Ano passado eu morri mas este ano eu não morro

Dava para ver duas mãos em forma de concha para fora da janela. Terceiro? Quarto andar, talvez. Era domingo… Agosto. Ventava, lembro de algumas cortinas balançando.

Tarde estranha. Aquele par de mãos fechadas, braços esticados, estáticos…

Finalmente, após longos minutos, ouviu-se um grito. A voz era confusa e melancólica.

– Chega. Cansei.

Aqueles braços fraquejavam, relaxavam. enquanto o sol ia embora. Mas as mãos continuavam juntas, como se quisessem proteger algo.

– Ai, como eu queria. Você sabe o quanto eu lutei, sentiu toda a força do meu desejo. Vivi cada instante de dor, tristeza e sofrimento. Como deve ser um grande amor.

A voz melancólica e confusa era efusiva, dramática. Ao mesmo tempo, era rara: declarações exuberantes se alternavam com longos e profundos momentos de silêncio.

– Eu sei muito bem o que eu quis pra mim. Queria muito estar aqui. Agora não sei mais… Você não entende, não é? Tenho sangrado demais… Tenho chorado pra cachorro.

Já era noite quando os gritos aumentaram, na mesma medida em que as mãos trêmulas fizeram força.

Apertavam, sufocavam. Angustiavam.

Deu para ver uma gota de sangue escorrendo com pressa. Deve ter se misturado com suor. Ou lágrimas.

– Está sentindo? Se continuar assim, vamos ficar para sempre nesse sacrifício. Precisamos ser livres. Fizemos nossa jornada, mas o tempo dela passou. Você sabe disso, nem preciso te perguntar.
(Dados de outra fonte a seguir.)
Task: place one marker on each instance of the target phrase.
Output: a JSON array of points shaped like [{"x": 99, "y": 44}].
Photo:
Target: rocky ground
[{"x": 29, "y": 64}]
E ainda vai me agradecer por este gesto de coragem!

Então o vento carregou de suas mãos abertas um tipo de poeira brilhante. Não deu para ver para onde foi, se caiu na rua, se voou sem rumo. Perdeu-se no ar.

Pude ouvir uma última frase antes da janela fechar:

– Então é assim que se morre… Ainda sinto nas mãos a história que nunca vou ter.

***

Dias atrás, contei essa história para um amigo.

– Morte na sacada? Sangue nas mãos? Para com isso, que viagem mais besta!

– É… Por isso que eu bebo.

– Mas não tem isso de se sacrificar e ser livre. Nossa vida é mais complexa e cheia de altos e baixos. Essas coisas emocionadas só acontecem nos filmes. Já viu “Na natureza selvagem”? Pois é. Quer ser livre? Então vai correr do urso polar no meio da neve, oras!

– Pode ser… Mas ainda fico intrigado com o que havia naquelas mãos. Sei que devia abstrair, pensar no que realmente importa… Só que aquela cena não me sai da cabeça, sabe?

– Ih! Relaxe, meu chapa. Pense: qualquer coisa que a gente deixa cair pela janela é irrelevante.